7 low severity vulnerabilities

To address issues that do not require attention, run:
  npm audit fix

To address all issues (including breaking changes), run:
  npm audit fix --force

> npm ls node-fetch
my-lib@3.2.0 /Users/jchase24/code/my-app
├─┬ apollo-server-core@3.6.2
│ └─┬ apollo-server-env@4.2.1
│   └── node-fetch@2.6.7 deduped
└── node-fetch@2.6.7

So then I tried to run

npm i node-fetch@3.2.0
npm audit fix

But this of course does not update the node-fetch dependency for apollo-server-env because it is cannot match that major version upgrade.

> npm ls node-fetch
my-lib@3.2.0 /Users/jchase24/code/my-app
├─┬ apollo-server-core@3.6.2
│ └─┬ apollo-server-env@4.2.1
│   └── node-fetch@2.6.7
└── node-fetch@3.2.0

So the confusion here comes from my npm audit reporting different issues than your npm audit not sure why that is off hand.

But then the solutions seem to be:

1. Upgrade apollo-server-env to depend on node-fetch@3.1.1 or later
2. Replace node-fetch dependency with something else
3. Maybe I should ask node-fetch to issue a patch fix to version 2.6.7? Or maybe the issue they reported should be more specific?

[justinmchase]

Here is the security patch release:

https://github.com/node-fetch/node-fetch/releases/tag/v3.1.1

[justinmchase]

In their actual fix they have this comment:

Should patch v2 also (not many can update to esm)

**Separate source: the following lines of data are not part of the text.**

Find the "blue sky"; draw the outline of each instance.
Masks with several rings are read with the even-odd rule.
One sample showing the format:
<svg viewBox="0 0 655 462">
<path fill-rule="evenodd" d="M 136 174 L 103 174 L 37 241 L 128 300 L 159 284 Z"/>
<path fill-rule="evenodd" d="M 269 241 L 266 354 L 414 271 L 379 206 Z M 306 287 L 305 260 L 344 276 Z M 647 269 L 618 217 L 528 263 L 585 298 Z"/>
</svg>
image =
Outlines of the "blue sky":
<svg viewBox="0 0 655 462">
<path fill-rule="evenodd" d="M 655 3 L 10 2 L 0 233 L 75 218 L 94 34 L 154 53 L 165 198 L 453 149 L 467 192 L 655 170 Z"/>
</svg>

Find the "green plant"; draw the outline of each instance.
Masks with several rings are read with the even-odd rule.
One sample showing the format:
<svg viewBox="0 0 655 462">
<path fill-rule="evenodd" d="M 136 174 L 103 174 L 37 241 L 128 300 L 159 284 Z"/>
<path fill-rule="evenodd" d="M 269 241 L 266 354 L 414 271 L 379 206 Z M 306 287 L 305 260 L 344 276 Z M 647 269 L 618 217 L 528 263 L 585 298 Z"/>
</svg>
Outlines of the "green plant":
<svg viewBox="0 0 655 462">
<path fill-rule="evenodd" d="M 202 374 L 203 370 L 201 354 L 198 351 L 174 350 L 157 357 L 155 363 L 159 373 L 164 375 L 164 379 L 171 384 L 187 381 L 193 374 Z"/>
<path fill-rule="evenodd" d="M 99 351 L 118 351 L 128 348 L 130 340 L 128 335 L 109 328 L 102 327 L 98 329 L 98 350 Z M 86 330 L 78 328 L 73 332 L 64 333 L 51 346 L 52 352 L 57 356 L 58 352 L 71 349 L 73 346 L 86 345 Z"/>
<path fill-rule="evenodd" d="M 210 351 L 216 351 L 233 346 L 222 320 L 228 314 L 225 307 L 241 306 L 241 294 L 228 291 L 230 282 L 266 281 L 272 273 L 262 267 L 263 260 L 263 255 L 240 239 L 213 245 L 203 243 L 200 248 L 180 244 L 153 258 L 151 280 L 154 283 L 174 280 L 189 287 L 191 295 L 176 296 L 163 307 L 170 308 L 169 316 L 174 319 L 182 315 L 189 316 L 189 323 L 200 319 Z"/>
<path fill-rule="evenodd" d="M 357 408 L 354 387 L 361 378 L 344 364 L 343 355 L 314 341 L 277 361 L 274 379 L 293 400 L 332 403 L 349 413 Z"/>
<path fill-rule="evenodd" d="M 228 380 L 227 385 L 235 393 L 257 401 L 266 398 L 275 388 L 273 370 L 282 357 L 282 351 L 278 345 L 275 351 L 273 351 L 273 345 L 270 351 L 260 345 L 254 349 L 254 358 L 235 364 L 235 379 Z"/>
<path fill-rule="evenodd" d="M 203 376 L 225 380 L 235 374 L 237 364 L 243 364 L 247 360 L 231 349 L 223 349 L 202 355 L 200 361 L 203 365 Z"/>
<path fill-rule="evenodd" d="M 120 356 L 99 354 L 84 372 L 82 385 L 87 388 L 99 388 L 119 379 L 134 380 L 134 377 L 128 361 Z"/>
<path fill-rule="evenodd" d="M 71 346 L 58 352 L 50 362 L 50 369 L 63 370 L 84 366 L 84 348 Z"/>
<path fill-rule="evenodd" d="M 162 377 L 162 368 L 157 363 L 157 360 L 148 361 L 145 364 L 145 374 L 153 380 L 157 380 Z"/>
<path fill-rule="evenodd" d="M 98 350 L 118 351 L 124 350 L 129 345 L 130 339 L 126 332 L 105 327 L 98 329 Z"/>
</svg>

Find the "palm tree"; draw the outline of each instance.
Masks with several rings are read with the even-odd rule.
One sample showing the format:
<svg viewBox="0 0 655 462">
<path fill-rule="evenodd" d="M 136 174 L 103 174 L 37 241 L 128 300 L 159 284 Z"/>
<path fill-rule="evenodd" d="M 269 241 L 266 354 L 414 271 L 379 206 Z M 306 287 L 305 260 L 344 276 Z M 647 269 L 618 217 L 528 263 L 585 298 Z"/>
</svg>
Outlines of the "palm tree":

So that seems to confirm point #3 perhaps? Can we re-open this issue and then I'll file an issue on their repo asking them to patch v2.6 and link to this?

[glasser]

The actual advisory I linked above makes it clear that the fix is in both 3.1.1 and 2.6.7. You must have your npm audit configured to talk to some other advisory source whose metadata is imprecise.

In any case there's no actual security issue here -- the issue only occurs if you use node-fetch to talk to an URL that will redirect to an attacker controlled URL, and we don't do that in Apollo Server (unless you do that in a server that you use apollo-datasource-rest to talk to). Open redirectors are generally considered to be a bad idea anyway.

[justinmchase]

Ok, I think I'm catching up now. Thank you for your patience. We are indeed using on-prem github and an on-prem artifactory which works as a proxy/cache for public npm. I don't know how the audit is working exactly (or not as the case may be). Anyway, not your problem sorry for the noise!